Os dias internacionais de Karen

Uma troca de olhar, e o quê que dele escapou fez seu coração bater a pêndulo. Foi como se o procurasse desde outro mundo. Então o cuco da sua alma cantou, ela se fez em Sherlock e o viu entrar no número 234, de três andares. Esperou-o sair, e o seguiu até um bar, onde lhe esperava uma mulher. Sem pestanejar, bateu atrás: “Oi meu amor!” Ele, atônito: “Meu amor?!” “Ué! Não?!” ― Ela disse, e eles pegaram caminhos opostos na calçada.
       Novo dia, e, no caminho do ofício de Sherlock, o ofício do chaveiro. Mais tarde: “Pronto, senhora; aqui, as chaves.” Assim, ela o pegou dormindo e se deitou ao seu lado. Como se fosse em sonho, entregue à louca poesia que o corpo dela escrevia no seu, ele a amou.
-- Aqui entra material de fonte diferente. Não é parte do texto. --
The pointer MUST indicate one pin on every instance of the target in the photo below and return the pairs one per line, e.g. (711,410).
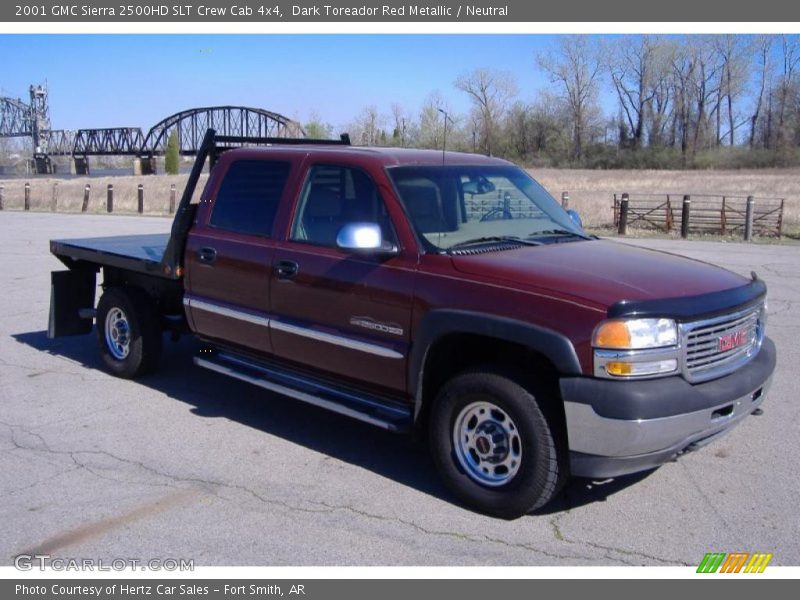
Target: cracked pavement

Mas que acordou, que deu-se conta... “Como entrou?”. “As portas ao trinco.” “Saia!”. “Sim.” Disse, manhosa, tentando prender o sutiã. “Me ajuda aqui?”.
      Novo dia, ela tirou da bolsa a agendinha dele. Ligou, ele desligou. Aí, num relance de ideia, falou com um amigo da lista; um médico, que a recebeu no consultório. Mais tarde, foi postar-se à frente do 234, a gritar que o amava. Gritou até um vizinho sair à janela: “Deixa essa maluca subir!”. Sim, ela subiu, se colou a ele, como que por encaixe, e que o mundo se acabasse ali.
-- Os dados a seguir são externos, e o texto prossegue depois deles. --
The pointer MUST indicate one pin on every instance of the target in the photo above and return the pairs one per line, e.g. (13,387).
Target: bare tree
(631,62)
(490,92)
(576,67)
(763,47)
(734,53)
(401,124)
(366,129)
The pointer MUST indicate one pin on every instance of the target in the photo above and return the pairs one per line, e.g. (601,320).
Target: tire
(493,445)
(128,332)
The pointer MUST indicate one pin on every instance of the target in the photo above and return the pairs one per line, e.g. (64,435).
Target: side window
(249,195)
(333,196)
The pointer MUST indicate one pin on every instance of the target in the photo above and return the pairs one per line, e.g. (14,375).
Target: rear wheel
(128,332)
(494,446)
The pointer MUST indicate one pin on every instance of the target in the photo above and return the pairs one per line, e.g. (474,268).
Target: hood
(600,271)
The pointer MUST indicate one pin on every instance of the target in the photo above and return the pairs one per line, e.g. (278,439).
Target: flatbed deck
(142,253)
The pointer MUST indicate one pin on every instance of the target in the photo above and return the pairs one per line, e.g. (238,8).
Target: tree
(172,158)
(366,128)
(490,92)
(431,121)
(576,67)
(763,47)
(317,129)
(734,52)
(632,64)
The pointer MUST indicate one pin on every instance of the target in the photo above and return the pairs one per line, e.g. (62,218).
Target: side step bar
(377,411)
       No entanto, ao tentar se sair dela, acabou por jogá-la ao chão. E ela, naquele silêncio pesado, ergueu-se, mostrando que ainda lhe brilhava no rosto o amor que por ele sentia. Daí, entrou no banheiro para recompor a pintura e ir-se embora e não mais voltar ali; mas do banheiro não saía.
      Passos pra lá e pra cá, ele resolveu forçar a porta, e a encontrou caída, com o punho ensanguentado. Desvairado, medo da situação, ligou para o amigo médico, que, daí a instante, diria: “Ela ainda está viva. Vou estancar o sangue aqui mesmo. Assim a Polícia... Vá pela cidade, amigo. Te ligo, vai.” E ele saiu para um trago em cada bar.
       Enquanto isso, no seu apê... “Ótimo, Karen. Seus dias de luta foram internacionais. Ele precisa de um amor como o seu... Lave essa tintura do pulso. Aplicarei a anestesia para a tatuagem à cor da pele, enfaixarei seu punho, e você ficará aqui por uns dias... Direi a ele que o verdadeiro amor surge, às vezes, de um momento difícil.”.
     Karen ainda se lembra do ramalhete que ele lhe trouxe, pela sua recuperação. Eles se casaram, eles se amam, e o médico e a sua mulher são seus melhores amigos, além de padrinhos do seu filho.